General information
- Type: Powered hang glider
- National origin: United Kingdom
- Manufacturer: Wasp Systems
- Status: Production completed

History
- Introduction date: 2002

= Wasp SP Mk2 =

British powered hang glider

The Wasp SP Mk2 is a British powered hang glider that was designed and produced by Wasp Systems (now called Wasp Flight Systems) of Crook, Cumbria. Now out of production, when it was available the aircraft was supplied complete and ready-to-fly.

The SP Mk2 was introduced at Telford in 2002, following a 12-month development schedule.

==Design and development==
The SP Mk2 features a cable-braced hang glider-style high-wing, weight-shift controls, single-place accommodation, foot-launching and landing and a single engine in pusher configuration.

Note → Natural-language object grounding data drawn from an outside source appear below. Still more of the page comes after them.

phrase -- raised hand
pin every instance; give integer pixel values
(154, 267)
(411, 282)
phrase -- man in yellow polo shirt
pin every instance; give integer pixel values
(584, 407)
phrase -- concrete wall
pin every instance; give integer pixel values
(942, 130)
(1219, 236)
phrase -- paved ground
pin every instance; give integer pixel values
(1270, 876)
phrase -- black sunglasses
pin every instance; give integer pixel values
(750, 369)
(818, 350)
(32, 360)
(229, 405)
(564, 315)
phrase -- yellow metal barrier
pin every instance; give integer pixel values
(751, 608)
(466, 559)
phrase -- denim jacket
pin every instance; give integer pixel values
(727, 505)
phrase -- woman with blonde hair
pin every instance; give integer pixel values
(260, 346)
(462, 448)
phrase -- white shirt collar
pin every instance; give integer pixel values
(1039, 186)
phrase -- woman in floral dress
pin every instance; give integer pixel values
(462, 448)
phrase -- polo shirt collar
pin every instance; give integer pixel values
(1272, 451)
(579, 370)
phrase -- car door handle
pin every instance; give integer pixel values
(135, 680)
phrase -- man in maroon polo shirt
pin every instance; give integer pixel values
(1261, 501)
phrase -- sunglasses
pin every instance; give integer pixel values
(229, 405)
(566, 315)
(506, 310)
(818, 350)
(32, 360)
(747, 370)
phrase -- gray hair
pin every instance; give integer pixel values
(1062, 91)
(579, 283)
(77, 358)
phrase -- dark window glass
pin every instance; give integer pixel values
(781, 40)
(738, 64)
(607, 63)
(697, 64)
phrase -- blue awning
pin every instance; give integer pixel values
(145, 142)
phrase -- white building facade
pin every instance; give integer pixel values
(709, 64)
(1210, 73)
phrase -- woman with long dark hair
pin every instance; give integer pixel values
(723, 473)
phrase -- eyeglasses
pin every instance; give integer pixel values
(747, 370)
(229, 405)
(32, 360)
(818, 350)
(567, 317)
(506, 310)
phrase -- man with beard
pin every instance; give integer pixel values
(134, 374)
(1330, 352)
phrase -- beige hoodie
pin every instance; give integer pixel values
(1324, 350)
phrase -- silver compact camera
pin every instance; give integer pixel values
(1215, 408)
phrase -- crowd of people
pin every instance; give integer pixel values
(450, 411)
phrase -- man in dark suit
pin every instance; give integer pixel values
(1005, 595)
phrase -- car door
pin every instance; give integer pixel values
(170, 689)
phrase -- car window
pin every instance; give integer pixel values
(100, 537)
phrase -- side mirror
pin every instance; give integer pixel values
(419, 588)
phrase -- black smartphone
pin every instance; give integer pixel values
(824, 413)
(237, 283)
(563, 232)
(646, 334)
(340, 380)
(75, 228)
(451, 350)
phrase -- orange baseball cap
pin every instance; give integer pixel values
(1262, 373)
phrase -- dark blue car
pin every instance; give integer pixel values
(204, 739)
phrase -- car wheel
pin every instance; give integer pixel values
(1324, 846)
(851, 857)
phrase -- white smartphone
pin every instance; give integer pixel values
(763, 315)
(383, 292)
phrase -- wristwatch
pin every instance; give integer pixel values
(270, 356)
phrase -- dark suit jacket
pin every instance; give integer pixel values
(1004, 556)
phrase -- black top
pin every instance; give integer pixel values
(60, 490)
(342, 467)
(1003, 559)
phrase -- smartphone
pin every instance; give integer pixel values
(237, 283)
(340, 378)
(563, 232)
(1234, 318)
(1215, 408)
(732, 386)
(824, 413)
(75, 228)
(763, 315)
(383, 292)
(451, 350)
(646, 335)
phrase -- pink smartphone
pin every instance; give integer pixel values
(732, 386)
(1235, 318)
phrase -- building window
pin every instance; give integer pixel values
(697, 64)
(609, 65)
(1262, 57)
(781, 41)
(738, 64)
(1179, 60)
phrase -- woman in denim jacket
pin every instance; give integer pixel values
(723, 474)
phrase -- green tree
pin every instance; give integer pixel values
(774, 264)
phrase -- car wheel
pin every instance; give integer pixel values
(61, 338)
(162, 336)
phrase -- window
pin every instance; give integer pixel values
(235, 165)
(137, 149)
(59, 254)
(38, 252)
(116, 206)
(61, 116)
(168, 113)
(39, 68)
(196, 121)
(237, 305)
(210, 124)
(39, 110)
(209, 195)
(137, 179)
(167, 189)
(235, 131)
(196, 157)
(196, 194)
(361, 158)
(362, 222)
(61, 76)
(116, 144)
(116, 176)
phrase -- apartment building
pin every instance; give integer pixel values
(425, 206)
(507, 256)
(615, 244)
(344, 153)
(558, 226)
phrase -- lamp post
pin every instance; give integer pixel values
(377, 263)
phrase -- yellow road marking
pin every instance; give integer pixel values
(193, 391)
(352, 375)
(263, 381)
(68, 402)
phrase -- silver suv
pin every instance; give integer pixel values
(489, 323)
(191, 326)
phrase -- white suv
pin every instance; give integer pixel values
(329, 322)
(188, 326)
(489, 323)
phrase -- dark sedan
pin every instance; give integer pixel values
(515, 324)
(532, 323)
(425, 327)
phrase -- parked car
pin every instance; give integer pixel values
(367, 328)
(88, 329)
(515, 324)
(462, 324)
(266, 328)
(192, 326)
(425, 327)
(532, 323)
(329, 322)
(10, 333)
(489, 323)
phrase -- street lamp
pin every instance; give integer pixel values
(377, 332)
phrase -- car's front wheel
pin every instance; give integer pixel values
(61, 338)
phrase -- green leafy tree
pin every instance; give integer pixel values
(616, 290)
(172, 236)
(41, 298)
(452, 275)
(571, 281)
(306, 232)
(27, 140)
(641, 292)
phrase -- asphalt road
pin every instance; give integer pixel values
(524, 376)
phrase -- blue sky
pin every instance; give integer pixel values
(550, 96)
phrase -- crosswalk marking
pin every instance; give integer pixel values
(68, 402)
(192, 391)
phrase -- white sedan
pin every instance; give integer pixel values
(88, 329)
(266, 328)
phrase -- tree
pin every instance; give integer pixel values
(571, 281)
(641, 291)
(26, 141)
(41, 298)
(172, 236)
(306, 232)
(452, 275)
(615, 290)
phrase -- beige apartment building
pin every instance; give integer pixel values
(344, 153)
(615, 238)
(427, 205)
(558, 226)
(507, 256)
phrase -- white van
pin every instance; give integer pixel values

The aircraft uses a standard hang glider wing, made from bolted-together aluminum tubing, with its single surface wing covered in Dacron sailcloth. The wing is supported by a single tube-type kingpost and uses an "A" frame control bar. The engine is a two-stroke, single cylinder Radne Raket 120 of 15 hp that mounts a tuned exhaust, controlled by a foot pedal. Electric starting is provided via a 12-cell Nickel–metal hydride battery. The harness mounts the engine and the 4.6 L fuel tank. Each harness was custom made for the individual pilot to provide an exact fit and improve comfort. The harness incorporates a shaped carbon backplate, with a 10 mm foam insert, neoprene shoulder inserts, an adjustable prone angle and a multi-setting rotation point. Dual retractable cable-braced skids are provided to protect the two, or optionally three-bladed propeller, during take-off and landing.